As he turned to go back to the tent, a giant paw covered his mouth, and lifted him into the air and slung him on something’s shoulder. He almost plastered his assailant with a killer skunking, but held back when he recognized the foul and gamey stench.
Beast.
Kidnapped by Beast!
Sky didn’t know whether to laugh or cry. This would complicate things. As expected.
Especially since he was now stuck out in the Yukon winter in his skivvies.

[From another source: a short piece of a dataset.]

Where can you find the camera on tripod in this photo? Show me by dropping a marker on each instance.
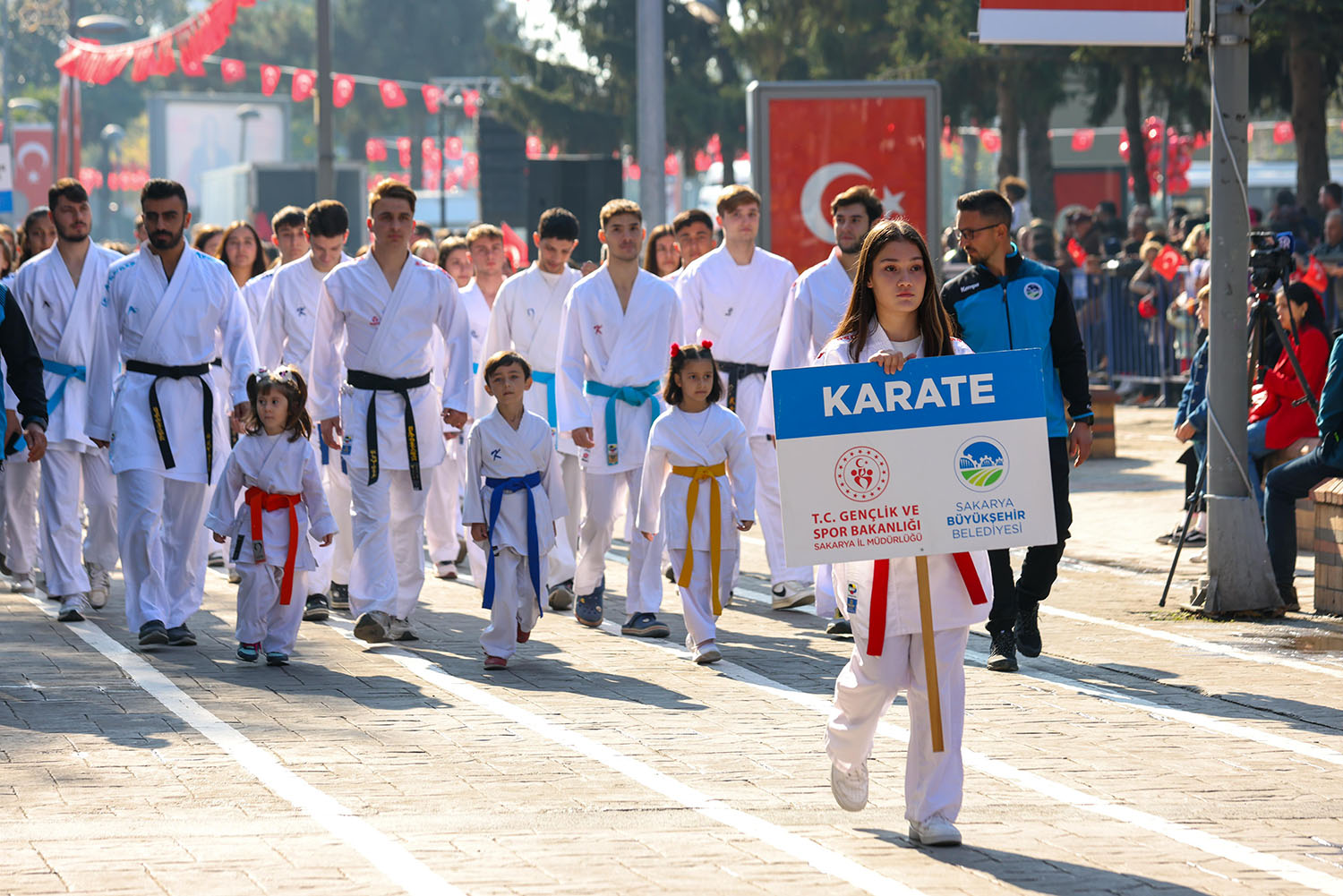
(1270, 260)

Carol Hancock (1/18/73 – 1/23/73)
I awoke with a yell from a bad dream, something from my apprentice days. Keaton torturing me. My yell awoke Lori, who for some reason slept on my shoulder. Something was wrong, and we didn’t take more than an instant to figure out the problem. Both of us went into battle mode, daggers out, ready to fight, the moment we realized Sky wasn’t in the tent with us nor in our metasense range. When we got out of the tent, Nora joined us as well, p
adding along silently on huge white paws, and we scouted out the area. A heavy wet snow fell into a warm south breeze, less than an inch so far but falling heavier as we searched. That meant trouble, and I expected the wind to shift to north and start howling arctic cold at any moment.
“The footprints end here,” I said, the first words of the morning. Sky had left the tent, barefoot and in his underwear, to pee. He did so, and vanished. He had signed his name in the snow, clearly without a care in the world. How did he vanish like this?
“There’s something messing with my mind,” Lori said.
I nodded in agreement. I knew ‘messing with my mind’, thank you very much, due to years of fucking experience. Lori was right. I applied juice to the problem, my normal solution. There. I found another set of footprints hiding themselves.
“If this is one of Sky’s practical jokes, I’m going to rip his arms off,” I said.
“Practical joke?”
“There’s a set of hidden footprints here. I got around the metasense shields by burning juice. What I found are footprints from a giant chicken and a bipedal lizard.”
Nora bumped her head on my shoulder, and moaned.
“You recognize the prints?” Shit. Nora nodded. “Okay, who? Or ‘what’?” She splayed out her feet, made a fierce face, and made pelvic thrusting motions.
“It’s Beast, Carol,” Lori said.
Now I understood. About all I knew about Beast was that he was the source of the name ‘Chimera’, a Monster of many different animals. If the world was a literal place, Beast would sport large cloven feet, which I half expected. Goat body, lion head, serpent tail. I guessed not. Chicken feet for hind legs. Damn.
“You’re right. Beast’s got Sky, and he’s got the advanced capabilities we were afraid of.” Beast was as old as Sky. The next oldest surviving Chimera that we knew of, Enkidu, was a peer of Gilgamesh and I. He could fight either Keaton, Haggerty or myself to a draw, but save for his combat talents and his ability to hide from our metasense, none of us understood anything about Enkidu’s other juice-based capabilities.